As Mozart takes on a wife, debts, and eventually the death of his own father, his music shifts from witty tunes to soul-searching operatic masterpieces. Meanwhile, his rival assumes an increasingly complicated relationship to the desperate artist––at first trying to sabotage his career, then moving on to an elaborate, Don Giovanni-inspired kind of psychological torture involving a Carnival mask and an opera commission. After Mozart collapses from fever and stress during a production of The Magic Flute, Salieri actually becomes an apprentice to the dying man, though their collaboration ("Requiem") is never completed, and hidden away by Mozart's wife.
Reflecting on this, Salieri asserts that God would rather kill Mozart than allow Salieri to lay a finger on Mozart's music. It's a compelling proof for the existence of a deity.
God may have kept the two men artistically separate, but on screen they share a compelling dynamic. Hulce plays a grubby, sensual Mozart charmed with flouting social convention and inspired by the musicality of the everyday world. (At one point, a tongue-lashing from his own mother-in-law becomes the voice of The Magic Flute's Queen of the Night.) Abraham paints Salieri as a rational, prim, self-satisfied schemer fond of candies and––despite his professed celibacy––the attentions of beautiful women. Were it not for their shared love of music, they would have nothing in common; even their sins are opposites.
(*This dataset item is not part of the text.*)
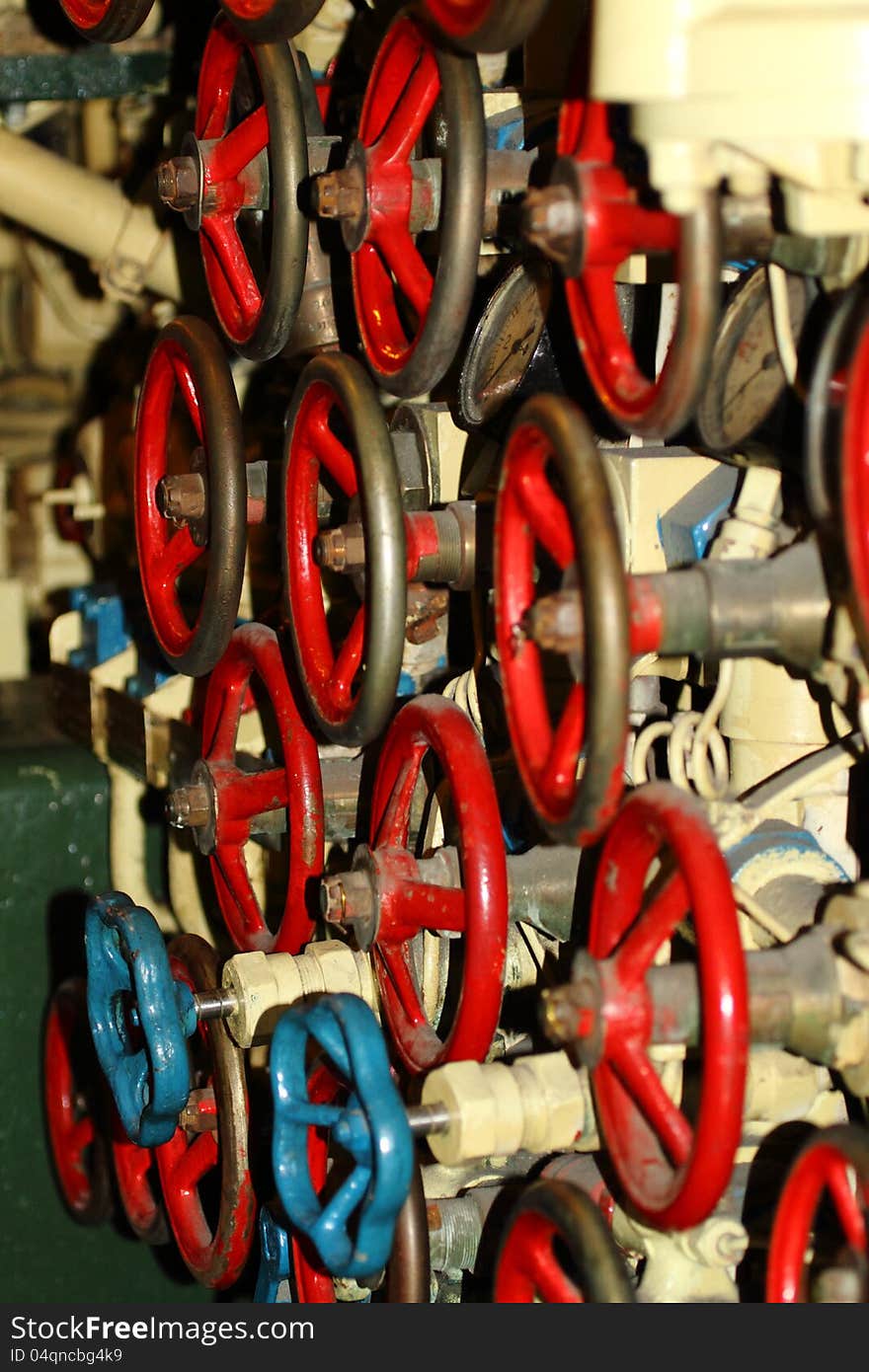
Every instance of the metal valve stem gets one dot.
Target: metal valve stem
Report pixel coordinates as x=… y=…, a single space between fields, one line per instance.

The ur-play on which Amadeus is based, Alexander Pushkin's "Mozart and Salieri," took artistic license in describing the two competing composers' relationship, turning it into a morality play not dissimilar to Pushkin's short story, "The Queen of Spades," in which a gambling German learns a trick at cards that will make him a fortune. Like Salieri, he misplaces his faith and goes insane after being miraculously foiled.
A little of Pushkin's Russian-ness remains in the film. Salieri's pride and spite make him the quintessentially venial man whose machinations are futile in the face of Mozart's genius. Mozart is a boor with an annoying laugh and a propensity for drink: Neither he nor Salieri is wholly likable, but like the theatrical characters from a Dostoevsky novel, we're unable to hate either because in each we see bits of ourselves reflected in their flaws.